Patrimonio cultural y justicia restaurativa

Heraldo de Aragón

5 de Octubre de 2025

El 1 de octubre concluyó Mondiacult, la conferencia mundial de Unesco sobre política cultural. Los Ministros de Cultura de los más de 160 países reunidos en Barcelona han hecho público un documento final, en el que subrayan que los derechos culturales son derechos humanos. Una de las áreas que el Compromiso de Mondiacult 2025 considera prioritaria es el fomento del diálogo, la cooperación y las acciones efectivas y constructivas sobre la restitución a los países de origen de sus bienes culturales que poseen un valor espiritual, ancestral, histórico y cultural.
 
Entre los eventos organizados en Mondiacult Barcelona para promover los derechos culturales destacó una mesa redonda sobre la restitución de patrimonio cultural organizada por la Unión Africana. En la Carta Cultural de este organismo internacional se aboga por la preservación y promoción de su patrimonio a través de la devolución de objetos culturales que actualmente se hallan fuera del continente africano.

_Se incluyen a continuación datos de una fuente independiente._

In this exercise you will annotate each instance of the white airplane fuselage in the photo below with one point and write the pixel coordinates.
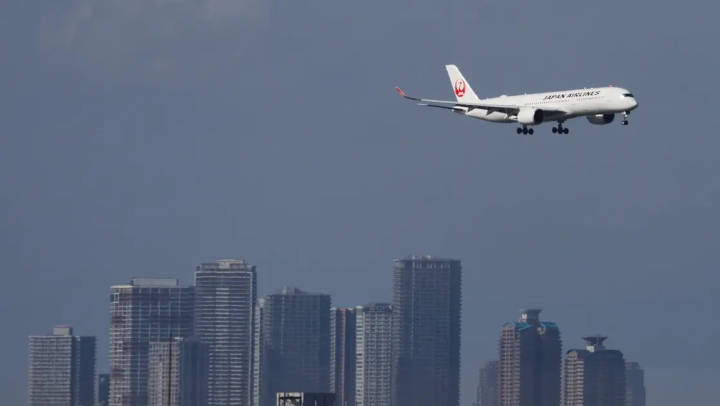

En esta reunión celebrada en España hace escasos días, representantes políticos, museólogos y académicos denunciaron el éxodo involuntario de sus bienes culturales y reclamaron con firmeza su regreso a África. Los ponentes recalcaron que sus reivindicaciones no están guiadas por intereses crematísticos. Lo que desean recuperar es la historia, la memoria y la dignidad de las comunidades de origen de estas piezas. Solicitudes de restitución de objetos africanos ubicados en Europa y Estados Unidos traslucen el anhelo colectivo de cerrar heridas y de que las generaciones más jóvenes puedan recuperar su pasado.
 
Los países africanos llevan décadas exigiendo la devolución de miles de piezas artísticas y simbólicas que se crearon en esa región. En los últimos años se han producido restituciones internacionales como la del tesoro del reino de Dahomey por parte de Francia y la de algunos bronces de Benín a cargo de Alemania y el Reino Unido. Sin embargo, estas historias exitosas son por ahora la excepción, una especie de victoria pírrica ante las miles de piezas que salieron de África en circunstancias injustas o ambiguas y que aún siguen dispersas por el mundo. Según el informe Sarr-Savoy de 2018, alrededor del 90% por ciento del patrimonio cultural africano se halla fuera de este continente.
 
Cada petición de restitución, sea internacional o interregional, es única. Muy diversas circunstancias moldean estos casos: ¿cómo, cuándo y por qué salió esa pieza de su lugar de origen? ¿quién es su actual poseedor? ¿quién es el legitimado para reclamarla? ¿se recurre a mecanismos judiciales o extrajudiciales para instar su retorno? ¿qué papel se le concede a los argumentos políticos y técnicos en estas reclamaciones? No obstante, todas estas batallas comparten un núcleo común. Existe un anhelo comunitario, una chispa de confianza en una justicia que va más allá del castigo. La lógica de la justicia restaurativa, aquella que quiere reparar los daños y potencia la participación activa y el diálogo, se halla en la esencia de las peticiones de restitución de patrimonio cultural. Historias como las narradas en Mondiacult 2025, marcadas por la lucha y la esperanza colectiva, no nos son ajenas.